In May 2014 the Conservatives were reduced to third place in the European Union election, with 19 seats. UKIP won the election with 24 seats ahead of Labour, who took 20 seats. The Liberal Democrats were left with a single MEP, while the other parties won 9 seats. After a protracted and damaging trial, Andy Coulson, formerly director of communications for David Cameron, was convicted of previously organising phone-hacking at the News of the World – part of the News International group – and sent to prison in July 2014. Cameron’s judgment in appointing Coulson, who had already been under suspicion, was questioned. July brought another scandal, with credible allegations that Conservative MPs were active in a paedophile ring, during the Thatcher administration, prompting Theresa May, the Home Secretary, to announce an inquiry into historic allegations of child abuse. The chair of the enquiry, Baroness Elizabeth Butler-Sloss, had to step down a few days after her appointment, due to public pressure, as her brother, Michael Havers, had been Attorney General in the Thatcher government.  Following this May blundered again, appointing Dame Fiona Woolf, who also resigned as chair, due to her friendship with Leon Brittan, who was accused of suppressing a dossier about paedophile MPs in 1984, when he was Home Secretary.

    An independence referendum was held in Scotland, on the initiative of the Scottish National Party administration. In the weeks leading up to polling in September 2014, the Conservatives were worried that the outcome would be a vote for independence. With the Tories and Liberal Democrats unpopular in Scotland, the government was reduced to leaving much of the detailed campaigning against independence to the Labour Party, with Gordon Brown taking centre-stage. The referendum rejected independence, at this point, by a margin of 55 per cent to 45 per cent. The government committed British forces to take part in air strikes against the Islamic State terrorists in Iraq, having received backing from the House of Commons in September. Meanwhile British military activity in Afghanistan reached an end, 13 years after this action, led by the USA, was started under Tony Blair’s government.

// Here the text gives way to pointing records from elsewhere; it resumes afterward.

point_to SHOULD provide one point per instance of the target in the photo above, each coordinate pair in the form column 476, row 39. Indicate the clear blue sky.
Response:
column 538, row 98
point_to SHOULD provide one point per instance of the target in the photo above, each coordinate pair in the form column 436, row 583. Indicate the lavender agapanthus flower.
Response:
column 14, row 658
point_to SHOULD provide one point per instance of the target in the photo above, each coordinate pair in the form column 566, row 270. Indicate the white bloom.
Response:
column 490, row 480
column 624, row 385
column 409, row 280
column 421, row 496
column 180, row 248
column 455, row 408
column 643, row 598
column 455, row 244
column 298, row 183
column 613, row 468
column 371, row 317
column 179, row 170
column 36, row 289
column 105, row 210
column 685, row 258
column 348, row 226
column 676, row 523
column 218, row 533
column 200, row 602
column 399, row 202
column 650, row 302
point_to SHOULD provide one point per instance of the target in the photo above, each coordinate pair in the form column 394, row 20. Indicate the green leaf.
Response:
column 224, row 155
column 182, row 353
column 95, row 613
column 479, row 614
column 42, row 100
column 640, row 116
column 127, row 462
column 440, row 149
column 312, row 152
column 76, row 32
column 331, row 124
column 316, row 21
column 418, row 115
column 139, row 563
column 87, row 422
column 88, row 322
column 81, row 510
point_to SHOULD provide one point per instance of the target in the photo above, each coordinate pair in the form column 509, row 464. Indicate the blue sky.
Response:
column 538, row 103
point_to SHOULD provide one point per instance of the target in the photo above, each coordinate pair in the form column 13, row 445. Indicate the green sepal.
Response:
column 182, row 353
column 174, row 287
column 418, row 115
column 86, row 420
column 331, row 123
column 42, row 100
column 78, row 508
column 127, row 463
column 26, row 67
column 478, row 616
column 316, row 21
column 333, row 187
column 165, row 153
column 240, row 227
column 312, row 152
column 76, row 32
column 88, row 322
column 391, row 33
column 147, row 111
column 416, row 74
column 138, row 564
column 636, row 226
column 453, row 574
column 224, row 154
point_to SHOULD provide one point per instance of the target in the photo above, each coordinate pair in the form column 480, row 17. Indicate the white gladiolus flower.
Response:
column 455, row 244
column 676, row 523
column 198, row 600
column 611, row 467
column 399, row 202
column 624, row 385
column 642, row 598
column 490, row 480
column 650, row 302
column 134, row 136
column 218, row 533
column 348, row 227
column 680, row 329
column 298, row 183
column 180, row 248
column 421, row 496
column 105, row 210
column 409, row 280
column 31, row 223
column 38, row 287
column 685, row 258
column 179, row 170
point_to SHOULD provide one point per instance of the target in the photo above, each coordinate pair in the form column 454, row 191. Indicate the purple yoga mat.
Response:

During the Autumn two sitting Conservative MPs, Douglas Carswell and Mark Reckless, defected to UKIP, and were returned to Parliament for the latter party at By-Elections. Nigel Farage, the reckless UKIP Leader, fanned fruitless speculation about other MPs defecting from the Conservative Party – which he had once been a member of. Many people were concerned about the openly racist, xenophobic, sexist, and homophobic comments regularly made by prominent members of UKIP. Besides a cynical approach to Europe, UKIP had an extreme outlook, bordering on Fascism. In 2006 Cameron said “UKIP is sort of a bunch of fruitcakes and loonies and closet racists”. After ruling out a Conservative pact with UKIP across several years, Cameron changed his mind in Autumn 2014. There was growing support among members of the Conservative Party and UKIP for the idea that, in the event of another hung Parliament, the right wing parties should work together. In late 2014, and the early part of 2015, Liberal Democrat members of the government, anticipating the forthcoming General Election, sought to distance themselves from the Conservatives. There was clear evidence that the Coalition was failing to deal effectively with the budget deficit, and national debt. The Coalition reorganisation of the NHS had left it in crisis, and the Labour Party’s rescue plan was growing in popularity.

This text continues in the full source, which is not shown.